Gli assessori agli enti locali Mattia Gottardi e all’urbanistica Mario Tonina, vicepresidente della Provincia, hanno anticipato alla Terza Commissione, presieduta da Ivano Job (Lega), il contenuto degli emendamenti che la Giunta Fugatti proporrà al disegno di legge 18 sulla semplificazione e la competitività che andrà in Aula mercoledì prossimo. Proprio per conoscere le modifiche concordate dall’esecutivo con imprenditori, sindacati e autonomie locali, i cui testi saranno pronti prima dell’esame finale del Consiglio previsto il 5 giugno –, le minoranze avevano ottenuto nell’ultima “capigruppo” il rinvio di una settimana della discussione finale del provvedimento. Gottardi ha evidenziato in particolare la novità del Mes introdotto tra i criteri per l’aggiudicazione degli appalti. Tonina ha sottolineato l’obbligo imposto ai concessionari uscenti di grandi derivazioni idroelettriche di trasmettere dati e informazioni complete alla Provincia ai fini dell’assegnazione. Gli assessori hanno poi risposto alle domande rivolte loro da Ossanna (Patt) e Manica (Pd).

Gottardi: appalti con il Mes. Tempi meno stretti per l’abilitazione al Mepat.

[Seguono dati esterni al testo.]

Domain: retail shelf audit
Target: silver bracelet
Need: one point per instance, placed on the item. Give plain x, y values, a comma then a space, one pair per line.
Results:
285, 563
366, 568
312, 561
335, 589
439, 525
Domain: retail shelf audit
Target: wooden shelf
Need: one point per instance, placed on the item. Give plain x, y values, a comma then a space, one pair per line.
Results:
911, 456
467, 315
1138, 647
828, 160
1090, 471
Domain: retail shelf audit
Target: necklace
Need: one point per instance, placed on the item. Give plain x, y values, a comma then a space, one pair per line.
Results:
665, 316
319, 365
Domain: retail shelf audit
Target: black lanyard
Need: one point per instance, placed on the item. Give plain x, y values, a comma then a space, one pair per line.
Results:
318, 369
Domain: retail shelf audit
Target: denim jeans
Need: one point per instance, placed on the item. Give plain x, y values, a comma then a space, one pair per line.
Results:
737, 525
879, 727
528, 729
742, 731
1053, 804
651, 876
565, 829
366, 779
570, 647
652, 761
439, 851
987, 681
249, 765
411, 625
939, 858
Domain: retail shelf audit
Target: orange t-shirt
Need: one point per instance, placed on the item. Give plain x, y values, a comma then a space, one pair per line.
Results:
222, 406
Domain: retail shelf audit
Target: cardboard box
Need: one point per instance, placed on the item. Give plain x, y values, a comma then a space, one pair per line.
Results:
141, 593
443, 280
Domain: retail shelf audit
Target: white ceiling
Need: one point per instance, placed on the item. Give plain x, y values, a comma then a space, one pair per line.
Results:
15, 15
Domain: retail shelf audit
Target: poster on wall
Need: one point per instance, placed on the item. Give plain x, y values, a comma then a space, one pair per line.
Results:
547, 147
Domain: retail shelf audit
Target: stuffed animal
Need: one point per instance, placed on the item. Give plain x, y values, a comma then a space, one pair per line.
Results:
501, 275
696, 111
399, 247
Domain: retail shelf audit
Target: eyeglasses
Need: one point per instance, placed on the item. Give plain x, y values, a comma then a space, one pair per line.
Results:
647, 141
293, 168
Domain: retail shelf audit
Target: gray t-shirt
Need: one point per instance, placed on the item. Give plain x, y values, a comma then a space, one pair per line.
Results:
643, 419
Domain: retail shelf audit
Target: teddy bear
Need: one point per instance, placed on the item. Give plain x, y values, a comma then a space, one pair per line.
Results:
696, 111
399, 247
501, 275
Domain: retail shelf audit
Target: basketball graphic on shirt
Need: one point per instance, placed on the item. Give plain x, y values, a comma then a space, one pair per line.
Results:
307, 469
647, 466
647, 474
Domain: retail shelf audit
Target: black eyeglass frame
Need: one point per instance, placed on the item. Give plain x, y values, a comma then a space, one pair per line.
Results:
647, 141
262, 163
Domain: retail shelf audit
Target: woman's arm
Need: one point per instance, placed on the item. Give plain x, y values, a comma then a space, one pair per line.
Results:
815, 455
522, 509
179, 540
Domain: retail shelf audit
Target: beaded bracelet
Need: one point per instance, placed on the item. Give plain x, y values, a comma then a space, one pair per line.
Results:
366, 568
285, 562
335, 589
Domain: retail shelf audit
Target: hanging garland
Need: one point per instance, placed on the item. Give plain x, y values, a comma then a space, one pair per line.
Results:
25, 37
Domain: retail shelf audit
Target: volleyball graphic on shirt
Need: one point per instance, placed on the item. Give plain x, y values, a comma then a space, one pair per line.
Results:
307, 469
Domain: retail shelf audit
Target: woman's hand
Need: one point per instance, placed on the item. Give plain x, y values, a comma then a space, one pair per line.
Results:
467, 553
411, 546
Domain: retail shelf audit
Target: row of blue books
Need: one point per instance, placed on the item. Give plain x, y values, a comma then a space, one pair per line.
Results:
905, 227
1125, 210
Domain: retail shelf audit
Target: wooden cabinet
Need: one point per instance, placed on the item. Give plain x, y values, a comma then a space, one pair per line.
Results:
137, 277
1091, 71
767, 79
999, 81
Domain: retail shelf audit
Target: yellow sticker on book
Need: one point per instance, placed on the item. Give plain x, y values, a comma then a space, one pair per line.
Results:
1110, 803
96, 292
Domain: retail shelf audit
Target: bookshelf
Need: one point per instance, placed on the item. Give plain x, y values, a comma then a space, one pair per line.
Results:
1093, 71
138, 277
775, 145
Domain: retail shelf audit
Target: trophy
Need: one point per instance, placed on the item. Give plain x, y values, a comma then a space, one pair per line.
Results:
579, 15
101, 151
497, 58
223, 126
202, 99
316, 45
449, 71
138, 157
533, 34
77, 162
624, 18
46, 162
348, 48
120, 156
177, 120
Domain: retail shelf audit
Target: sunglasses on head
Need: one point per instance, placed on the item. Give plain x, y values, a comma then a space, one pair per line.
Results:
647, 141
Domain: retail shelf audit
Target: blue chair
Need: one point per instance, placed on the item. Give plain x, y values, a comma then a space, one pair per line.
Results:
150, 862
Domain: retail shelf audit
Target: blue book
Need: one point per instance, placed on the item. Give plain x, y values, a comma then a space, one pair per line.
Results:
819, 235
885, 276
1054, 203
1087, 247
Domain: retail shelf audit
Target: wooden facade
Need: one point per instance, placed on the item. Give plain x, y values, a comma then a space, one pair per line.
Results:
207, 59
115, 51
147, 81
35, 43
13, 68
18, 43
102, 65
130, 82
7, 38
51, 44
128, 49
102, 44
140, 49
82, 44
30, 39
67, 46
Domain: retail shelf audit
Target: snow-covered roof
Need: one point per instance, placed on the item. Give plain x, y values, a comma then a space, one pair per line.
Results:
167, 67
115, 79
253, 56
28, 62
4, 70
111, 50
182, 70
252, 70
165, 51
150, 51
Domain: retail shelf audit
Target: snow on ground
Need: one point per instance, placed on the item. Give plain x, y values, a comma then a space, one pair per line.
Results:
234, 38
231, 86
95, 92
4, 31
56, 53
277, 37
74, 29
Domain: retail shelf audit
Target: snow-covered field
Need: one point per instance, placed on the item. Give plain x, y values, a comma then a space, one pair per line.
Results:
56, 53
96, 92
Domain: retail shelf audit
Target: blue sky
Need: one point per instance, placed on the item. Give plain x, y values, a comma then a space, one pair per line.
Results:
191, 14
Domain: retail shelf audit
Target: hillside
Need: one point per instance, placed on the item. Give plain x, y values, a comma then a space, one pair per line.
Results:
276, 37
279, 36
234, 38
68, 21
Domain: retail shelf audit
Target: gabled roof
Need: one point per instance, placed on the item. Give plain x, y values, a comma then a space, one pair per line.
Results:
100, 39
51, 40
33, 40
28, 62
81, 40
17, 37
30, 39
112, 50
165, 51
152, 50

Sugli appalti, l’assessore Gottardi ha sottolineato che uno degli emendamenti più significativi scaturiti dal Tavolo con le parti sociali concerne l’articolo 1 e si riferisce ai criteri di aggiudicazione delle gare. Il correttivo inserito, ha spiegato, consiste nell’applicazione del Mes, sistema la cui adozione è stata sollecitata dal coordinamento imprenditori e che soddisfa anche le organizzazioni sindacali, grazie al quale è possibile valutare attraverso un software i dati relativi ai costi sia dei materiali impiegati nel cantiere, che della manodopera e della strumentazione utilizzata. Si evita così il ricorso al metodo del massimo ribasso e si escludono in maniera automatica le offerte anomale. Il nuovo sistema regolerà gli appalti tra i 500 mila euro e i 2 milioni.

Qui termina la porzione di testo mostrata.